ІСТОРІЯ. Загальна історія

Шинкар А.

Науковий керівник: асистент кафедри іноземних мов

Анісімова Світлана Анатолїївна

Донецький національний університет економіки і торгівлі імені

Михайла Туган - Барановського, Україна

History of education in England

 Ever since the existence of man the teaching and learning process has been an integral part of human experience. The communication of knowledge and practical skills has always been essential to the development of individuals, groups and wider communities. If this is true of the most primitive of communities it is all the more so in today's complex society where personal fulfillment depends to a large extent on one's social role which is often a direct result of acquired knowledge and the ability to make the most of it. The ability to develop one's critical sense, the ability to analyze, to see how things and persons relate are all skills that are the result of education.

The earliest known schools in England date from the late sixth century. The conscious object of these early schools, attached to cathedrals and to monasteries, was to train intending priests and monks to conduct and understand the services of the Church and to read the Bible and the writings of the Christian Fathers.

Two types of school grew up (often connected): the grammar school, to teach Latin, and the song school (which some cathedrals still have today), where the 'sons of gentlefolk' were educated and trained to sing in cathedral choirs.

The following two centuries saw a significant expansion in educational provision. In the 12th century more cathedral schools opened and by the beginning of the 13th universities were beginning to develop. In Oxford, students began to form groups which would soon become the earliest colleges - University College was established in 1249, Balliol in 1260 and Merton in 1264. These early colleges were founded by bishops and catered exclusively for wealthy graduates.

There were changes in the school curriculum. For younger pupils rhetoric became as important as grammar, while for older students the increasing availability of Aristotle's works led to a greater emphasis on logic. Perhaps most importantly, while education was still seen as a Christian enterprise, the concept of a liberal education - a preparation for the specialised study of law, medicine, or theology - began to develop.

Тhere is a legend that Oxford University was founded by King Alfred in 872. A more likely scenario is that it grew out of efforts begun by Alfred to encourage education and establish schools throughout his territory. There may have been a grammar school there in the 9th century. A grammar school was exactly what it sounds like; a place for teaching Latin grammar. The University as we know it actually began in the 12th century as gatherings of students around popular masters. The university consisted of people, not buildings. The buildings came later as a recognition of something that already existed. In a way, Oxford was never founded; it grew. Cambridge University was founded by students fleeing from Oxford after one of the many episodes of violence between the university and the town of Oxford.

In the 17th and 18th centuries there were important developments in educational theory and the school curriculum began to take on a form we would recognize today.

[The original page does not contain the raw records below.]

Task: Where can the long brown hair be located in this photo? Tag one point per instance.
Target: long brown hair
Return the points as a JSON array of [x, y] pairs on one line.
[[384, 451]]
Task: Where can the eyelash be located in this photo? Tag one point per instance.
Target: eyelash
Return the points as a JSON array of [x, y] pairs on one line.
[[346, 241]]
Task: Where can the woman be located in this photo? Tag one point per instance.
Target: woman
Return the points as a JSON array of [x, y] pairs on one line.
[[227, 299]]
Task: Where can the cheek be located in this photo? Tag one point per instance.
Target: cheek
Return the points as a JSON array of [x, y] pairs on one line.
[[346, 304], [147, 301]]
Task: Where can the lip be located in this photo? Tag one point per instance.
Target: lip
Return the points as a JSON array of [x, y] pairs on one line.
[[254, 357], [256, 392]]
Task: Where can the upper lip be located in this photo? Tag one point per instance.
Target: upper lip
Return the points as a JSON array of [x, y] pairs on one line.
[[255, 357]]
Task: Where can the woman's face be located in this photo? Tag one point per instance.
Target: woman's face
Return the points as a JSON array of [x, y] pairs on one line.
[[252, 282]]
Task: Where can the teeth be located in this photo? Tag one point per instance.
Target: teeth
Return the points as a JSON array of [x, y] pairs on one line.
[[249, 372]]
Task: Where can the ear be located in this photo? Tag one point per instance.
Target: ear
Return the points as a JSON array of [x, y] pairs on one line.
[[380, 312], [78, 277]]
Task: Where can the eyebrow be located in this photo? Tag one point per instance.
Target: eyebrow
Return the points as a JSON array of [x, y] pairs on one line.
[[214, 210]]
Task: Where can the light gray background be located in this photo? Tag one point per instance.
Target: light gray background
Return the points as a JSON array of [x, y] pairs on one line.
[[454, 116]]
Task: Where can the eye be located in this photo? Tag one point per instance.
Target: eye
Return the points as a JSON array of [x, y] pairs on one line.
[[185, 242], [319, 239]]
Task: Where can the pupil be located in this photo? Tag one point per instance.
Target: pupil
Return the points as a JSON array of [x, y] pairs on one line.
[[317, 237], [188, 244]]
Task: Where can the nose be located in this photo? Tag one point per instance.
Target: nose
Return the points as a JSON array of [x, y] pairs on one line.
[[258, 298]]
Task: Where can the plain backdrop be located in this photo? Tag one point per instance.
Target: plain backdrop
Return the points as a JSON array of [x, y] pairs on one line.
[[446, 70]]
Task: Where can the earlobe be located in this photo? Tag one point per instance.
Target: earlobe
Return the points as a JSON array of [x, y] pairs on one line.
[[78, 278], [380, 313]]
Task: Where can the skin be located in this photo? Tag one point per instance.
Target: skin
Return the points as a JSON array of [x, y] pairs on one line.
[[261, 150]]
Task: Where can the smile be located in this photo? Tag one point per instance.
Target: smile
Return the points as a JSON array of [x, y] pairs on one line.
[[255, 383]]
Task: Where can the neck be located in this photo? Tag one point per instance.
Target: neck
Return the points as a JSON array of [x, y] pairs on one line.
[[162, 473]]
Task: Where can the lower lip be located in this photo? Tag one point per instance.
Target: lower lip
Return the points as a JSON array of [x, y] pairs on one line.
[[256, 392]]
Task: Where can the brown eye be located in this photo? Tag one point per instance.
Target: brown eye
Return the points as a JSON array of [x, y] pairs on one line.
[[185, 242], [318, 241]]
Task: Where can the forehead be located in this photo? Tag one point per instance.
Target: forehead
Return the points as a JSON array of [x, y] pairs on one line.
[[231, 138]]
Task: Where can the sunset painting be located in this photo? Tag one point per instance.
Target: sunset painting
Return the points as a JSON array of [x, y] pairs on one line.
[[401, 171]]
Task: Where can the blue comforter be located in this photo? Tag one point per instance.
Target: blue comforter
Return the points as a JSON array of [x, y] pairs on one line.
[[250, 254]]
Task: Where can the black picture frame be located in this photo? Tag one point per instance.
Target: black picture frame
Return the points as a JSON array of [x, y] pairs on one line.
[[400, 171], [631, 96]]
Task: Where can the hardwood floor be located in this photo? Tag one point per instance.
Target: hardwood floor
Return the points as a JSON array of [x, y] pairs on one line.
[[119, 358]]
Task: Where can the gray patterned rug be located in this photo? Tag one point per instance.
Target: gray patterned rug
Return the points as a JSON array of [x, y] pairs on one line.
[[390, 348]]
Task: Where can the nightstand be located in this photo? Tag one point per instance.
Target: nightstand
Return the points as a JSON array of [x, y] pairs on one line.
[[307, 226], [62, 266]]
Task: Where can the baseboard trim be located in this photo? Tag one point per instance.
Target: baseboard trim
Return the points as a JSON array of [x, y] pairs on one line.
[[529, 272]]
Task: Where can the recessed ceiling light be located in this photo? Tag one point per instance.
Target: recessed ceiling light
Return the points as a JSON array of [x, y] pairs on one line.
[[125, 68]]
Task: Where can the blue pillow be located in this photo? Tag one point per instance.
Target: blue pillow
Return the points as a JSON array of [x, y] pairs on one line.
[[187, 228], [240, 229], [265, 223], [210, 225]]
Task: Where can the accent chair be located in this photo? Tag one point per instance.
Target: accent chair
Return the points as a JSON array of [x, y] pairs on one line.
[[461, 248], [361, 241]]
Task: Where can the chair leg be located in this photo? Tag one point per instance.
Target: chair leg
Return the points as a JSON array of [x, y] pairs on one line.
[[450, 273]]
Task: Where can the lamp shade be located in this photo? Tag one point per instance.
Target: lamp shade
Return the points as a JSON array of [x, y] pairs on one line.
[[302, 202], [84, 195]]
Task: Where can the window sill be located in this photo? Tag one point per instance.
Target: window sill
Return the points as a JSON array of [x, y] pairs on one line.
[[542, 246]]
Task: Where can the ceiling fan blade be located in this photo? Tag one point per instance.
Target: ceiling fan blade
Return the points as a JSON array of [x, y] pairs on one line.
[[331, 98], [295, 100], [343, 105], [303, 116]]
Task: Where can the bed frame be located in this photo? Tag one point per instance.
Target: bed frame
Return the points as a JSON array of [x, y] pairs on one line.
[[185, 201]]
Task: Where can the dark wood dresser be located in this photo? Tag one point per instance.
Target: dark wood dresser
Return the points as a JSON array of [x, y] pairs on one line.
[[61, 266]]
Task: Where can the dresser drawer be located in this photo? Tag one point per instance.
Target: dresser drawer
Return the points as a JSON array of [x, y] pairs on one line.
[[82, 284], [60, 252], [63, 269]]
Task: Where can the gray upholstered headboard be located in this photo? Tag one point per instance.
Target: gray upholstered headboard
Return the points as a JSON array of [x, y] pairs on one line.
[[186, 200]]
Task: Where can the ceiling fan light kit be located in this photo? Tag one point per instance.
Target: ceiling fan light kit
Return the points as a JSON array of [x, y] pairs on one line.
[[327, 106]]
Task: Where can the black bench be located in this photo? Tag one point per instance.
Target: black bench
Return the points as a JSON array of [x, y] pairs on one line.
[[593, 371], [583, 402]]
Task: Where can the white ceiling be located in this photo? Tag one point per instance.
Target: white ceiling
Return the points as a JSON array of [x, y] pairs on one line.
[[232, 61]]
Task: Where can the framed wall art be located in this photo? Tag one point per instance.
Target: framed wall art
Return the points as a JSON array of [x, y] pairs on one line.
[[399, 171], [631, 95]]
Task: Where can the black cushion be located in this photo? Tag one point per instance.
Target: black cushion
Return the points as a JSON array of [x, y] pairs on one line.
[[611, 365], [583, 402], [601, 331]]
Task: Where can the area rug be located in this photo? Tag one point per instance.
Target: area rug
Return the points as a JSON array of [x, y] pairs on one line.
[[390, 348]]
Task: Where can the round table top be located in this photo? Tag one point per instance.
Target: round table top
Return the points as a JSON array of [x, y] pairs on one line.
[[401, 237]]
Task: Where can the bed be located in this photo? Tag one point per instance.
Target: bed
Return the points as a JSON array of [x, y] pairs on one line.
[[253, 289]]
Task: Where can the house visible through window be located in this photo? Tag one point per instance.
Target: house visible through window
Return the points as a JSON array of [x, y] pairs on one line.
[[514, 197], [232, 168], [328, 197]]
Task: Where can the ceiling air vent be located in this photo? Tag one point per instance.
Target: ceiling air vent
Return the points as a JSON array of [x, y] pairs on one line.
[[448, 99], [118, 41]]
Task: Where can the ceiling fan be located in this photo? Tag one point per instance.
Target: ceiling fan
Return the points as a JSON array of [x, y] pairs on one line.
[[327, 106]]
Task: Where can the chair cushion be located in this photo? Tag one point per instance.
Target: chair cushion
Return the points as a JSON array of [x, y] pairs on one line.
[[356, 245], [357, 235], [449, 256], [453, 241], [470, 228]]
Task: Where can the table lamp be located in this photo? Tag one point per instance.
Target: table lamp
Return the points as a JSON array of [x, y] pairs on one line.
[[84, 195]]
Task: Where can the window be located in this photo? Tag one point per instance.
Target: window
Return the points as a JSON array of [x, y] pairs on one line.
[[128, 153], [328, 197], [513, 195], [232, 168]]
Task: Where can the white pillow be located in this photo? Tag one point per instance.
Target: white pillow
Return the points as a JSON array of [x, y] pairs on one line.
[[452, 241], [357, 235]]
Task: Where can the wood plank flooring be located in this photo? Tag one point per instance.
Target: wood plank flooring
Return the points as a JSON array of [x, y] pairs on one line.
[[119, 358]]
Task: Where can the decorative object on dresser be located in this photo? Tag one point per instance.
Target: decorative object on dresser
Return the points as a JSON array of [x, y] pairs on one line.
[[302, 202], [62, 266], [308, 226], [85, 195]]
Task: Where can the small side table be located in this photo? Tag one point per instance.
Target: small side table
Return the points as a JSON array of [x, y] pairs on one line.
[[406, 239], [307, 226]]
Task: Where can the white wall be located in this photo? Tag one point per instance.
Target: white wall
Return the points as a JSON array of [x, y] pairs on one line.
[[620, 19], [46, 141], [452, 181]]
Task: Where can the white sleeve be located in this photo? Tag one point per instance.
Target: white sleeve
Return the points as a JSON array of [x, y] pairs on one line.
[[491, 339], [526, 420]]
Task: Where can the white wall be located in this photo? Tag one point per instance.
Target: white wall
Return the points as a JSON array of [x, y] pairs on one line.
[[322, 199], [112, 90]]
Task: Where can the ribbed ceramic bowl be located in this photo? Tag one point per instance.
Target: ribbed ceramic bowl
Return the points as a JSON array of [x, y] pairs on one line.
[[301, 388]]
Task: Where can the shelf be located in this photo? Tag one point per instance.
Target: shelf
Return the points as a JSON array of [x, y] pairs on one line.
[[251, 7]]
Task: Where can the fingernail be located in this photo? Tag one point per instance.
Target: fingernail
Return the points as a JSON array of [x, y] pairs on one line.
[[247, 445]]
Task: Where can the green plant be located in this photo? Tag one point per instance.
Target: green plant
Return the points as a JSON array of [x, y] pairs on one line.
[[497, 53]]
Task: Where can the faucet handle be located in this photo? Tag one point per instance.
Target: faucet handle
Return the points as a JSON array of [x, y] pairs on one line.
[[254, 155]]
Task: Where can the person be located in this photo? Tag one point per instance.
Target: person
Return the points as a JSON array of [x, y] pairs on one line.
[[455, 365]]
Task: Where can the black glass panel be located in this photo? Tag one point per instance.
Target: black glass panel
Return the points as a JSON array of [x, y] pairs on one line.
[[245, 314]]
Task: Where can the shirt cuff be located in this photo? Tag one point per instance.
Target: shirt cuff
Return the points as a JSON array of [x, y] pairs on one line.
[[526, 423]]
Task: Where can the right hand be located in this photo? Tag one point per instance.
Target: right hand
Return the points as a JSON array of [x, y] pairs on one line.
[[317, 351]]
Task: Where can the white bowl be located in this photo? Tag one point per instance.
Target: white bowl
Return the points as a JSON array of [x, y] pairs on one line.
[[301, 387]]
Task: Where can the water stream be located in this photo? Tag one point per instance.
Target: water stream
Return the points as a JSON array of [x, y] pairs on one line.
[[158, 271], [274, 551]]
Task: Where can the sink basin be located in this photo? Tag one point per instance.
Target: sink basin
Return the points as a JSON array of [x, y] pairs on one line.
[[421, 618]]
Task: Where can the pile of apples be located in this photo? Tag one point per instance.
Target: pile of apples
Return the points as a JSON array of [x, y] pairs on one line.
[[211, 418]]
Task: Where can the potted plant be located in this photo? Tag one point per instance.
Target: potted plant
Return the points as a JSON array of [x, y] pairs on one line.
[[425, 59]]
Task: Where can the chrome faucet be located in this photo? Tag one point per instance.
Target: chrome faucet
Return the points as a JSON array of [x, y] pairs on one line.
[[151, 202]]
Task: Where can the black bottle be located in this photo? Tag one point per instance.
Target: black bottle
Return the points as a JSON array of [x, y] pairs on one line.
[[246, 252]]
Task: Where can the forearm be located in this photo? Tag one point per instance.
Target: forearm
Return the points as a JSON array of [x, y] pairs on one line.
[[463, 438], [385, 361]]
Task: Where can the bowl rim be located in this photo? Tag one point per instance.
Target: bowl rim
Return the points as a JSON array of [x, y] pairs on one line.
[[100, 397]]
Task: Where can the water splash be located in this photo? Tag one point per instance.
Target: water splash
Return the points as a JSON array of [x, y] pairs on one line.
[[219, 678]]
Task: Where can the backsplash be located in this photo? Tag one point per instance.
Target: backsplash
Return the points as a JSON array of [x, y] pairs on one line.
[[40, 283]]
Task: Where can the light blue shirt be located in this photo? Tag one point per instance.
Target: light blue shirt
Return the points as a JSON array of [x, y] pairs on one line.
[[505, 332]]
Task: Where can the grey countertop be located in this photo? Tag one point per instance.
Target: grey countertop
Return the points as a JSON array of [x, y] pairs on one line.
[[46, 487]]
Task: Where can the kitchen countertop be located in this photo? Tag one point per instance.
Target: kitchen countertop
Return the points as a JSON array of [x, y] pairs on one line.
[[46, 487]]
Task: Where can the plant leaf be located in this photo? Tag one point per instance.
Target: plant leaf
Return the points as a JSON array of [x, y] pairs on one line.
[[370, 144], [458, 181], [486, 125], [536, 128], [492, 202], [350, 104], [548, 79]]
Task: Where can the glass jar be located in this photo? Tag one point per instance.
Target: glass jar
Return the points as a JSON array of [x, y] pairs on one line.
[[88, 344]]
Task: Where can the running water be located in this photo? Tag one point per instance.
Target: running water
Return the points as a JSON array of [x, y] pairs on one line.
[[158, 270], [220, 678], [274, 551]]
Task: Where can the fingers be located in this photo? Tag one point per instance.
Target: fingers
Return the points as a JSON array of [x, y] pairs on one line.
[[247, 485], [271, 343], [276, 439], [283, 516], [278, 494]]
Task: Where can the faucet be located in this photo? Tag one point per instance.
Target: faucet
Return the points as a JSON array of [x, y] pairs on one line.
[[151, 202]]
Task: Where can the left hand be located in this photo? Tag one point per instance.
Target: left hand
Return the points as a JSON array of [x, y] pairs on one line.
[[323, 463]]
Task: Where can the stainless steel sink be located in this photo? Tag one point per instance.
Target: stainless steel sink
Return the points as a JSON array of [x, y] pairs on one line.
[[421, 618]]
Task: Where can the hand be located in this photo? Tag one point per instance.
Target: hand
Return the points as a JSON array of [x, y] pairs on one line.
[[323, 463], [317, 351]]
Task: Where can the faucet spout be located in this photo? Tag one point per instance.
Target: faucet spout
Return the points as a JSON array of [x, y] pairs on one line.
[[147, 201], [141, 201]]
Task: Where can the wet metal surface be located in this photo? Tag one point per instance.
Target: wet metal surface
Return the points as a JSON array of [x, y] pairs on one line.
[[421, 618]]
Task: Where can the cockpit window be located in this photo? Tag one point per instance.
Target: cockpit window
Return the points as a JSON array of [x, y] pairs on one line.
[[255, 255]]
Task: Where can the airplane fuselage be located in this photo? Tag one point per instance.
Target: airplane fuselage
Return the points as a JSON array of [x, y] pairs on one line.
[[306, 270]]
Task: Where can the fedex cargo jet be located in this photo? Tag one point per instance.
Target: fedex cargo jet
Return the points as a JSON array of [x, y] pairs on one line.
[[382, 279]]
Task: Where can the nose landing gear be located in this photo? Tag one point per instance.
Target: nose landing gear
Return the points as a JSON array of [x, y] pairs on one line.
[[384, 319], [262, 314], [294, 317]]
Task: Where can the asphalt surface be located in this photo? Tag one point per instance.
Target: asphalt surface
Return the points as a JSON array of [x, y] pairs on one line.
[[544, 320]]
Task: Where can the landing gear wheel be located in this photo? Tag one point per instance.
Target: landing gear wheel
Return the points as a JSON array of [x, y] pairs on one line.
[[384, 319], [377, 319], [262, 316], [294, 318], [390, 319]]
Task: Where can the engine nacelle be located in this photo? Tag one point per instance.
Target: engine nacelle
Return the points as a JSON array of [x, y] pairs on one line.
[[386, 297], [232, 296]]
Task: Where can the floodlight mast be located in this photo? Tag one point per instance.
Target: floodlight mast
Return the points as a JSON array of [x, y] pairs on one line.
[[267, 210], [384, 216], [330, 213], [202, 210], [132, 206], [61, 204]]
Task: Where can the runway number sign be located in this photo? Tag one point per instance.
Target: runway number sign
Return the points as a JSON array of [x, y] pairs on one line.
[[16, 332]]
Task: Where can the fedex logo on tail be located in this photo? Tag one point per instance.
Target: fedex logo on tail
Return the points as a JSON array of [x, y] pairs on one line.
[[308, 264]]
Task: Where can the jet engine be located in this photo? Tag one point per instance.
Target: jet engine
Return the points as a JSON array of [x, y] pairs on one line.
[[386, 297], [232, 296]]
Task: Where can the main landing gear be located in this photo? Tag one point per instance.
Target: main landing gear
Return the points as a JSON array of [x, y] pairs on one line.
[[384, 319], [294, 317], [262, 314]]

The modern concept of a common education emerged in Europe after the Reformation amid quarrels between learned groups of Protestants, and between the Protestants and the established monastic orders.

Comenius (1592-1670), a Czech teacher, scientist, educator and writer, was one of the earliest champions of universal education, a concept he developed in his 1632 book Didactica magna. He argued that teachers and learners should leave the divisive sects and unite in common institutions of learning. 

Meanwhile, the older grammar schools divided themselves roughly into three groups in this period:

·                     the nine leading schools, seven of them boarding institutions, maintained the traditional curriculum of the classics and mostly served 'the aristocracy and the squirearchy) on a national basis;

·                     most of the endowed grammar schools served their immediate localities and had a reasonably broad social base, but they, too, stuck mainly to the old curriculum;

·                     the grammar schools which changed most significantly were those situated in the larger cities, serving the families of merchants and tradesmen. During the 18th century their social base widened and their curriculum developed, particularly in mathematics and the natural sciences.

By the 18th century, then, the curriculum was beginning to take on its modern form, with the addition of mathematics, geography, modern languages, and, crucially, the physical sciences.

Across Europe and the USA systems of publicly financed elementary schools had been rapidly developed in the second half of 19th century, providing educated personnel for the new industries. Now, at the turn of the century, the USA was beginning to open common secondary high schools as well, and many European schools were giving priority to engineering and science, subjects 'conspicuously downgraded in England's classical model of education, the one preferred by gentlemen.

So the development of a national public system of education in England and Wales was lagging behind much of Europe and the USA 'by a good half a century' (Green 1990:6 quoted in Benn and Chitty 1996:4), and it was against this background that the Conservative government of Arthur Balfour presented its 1902 education bill to the Commons.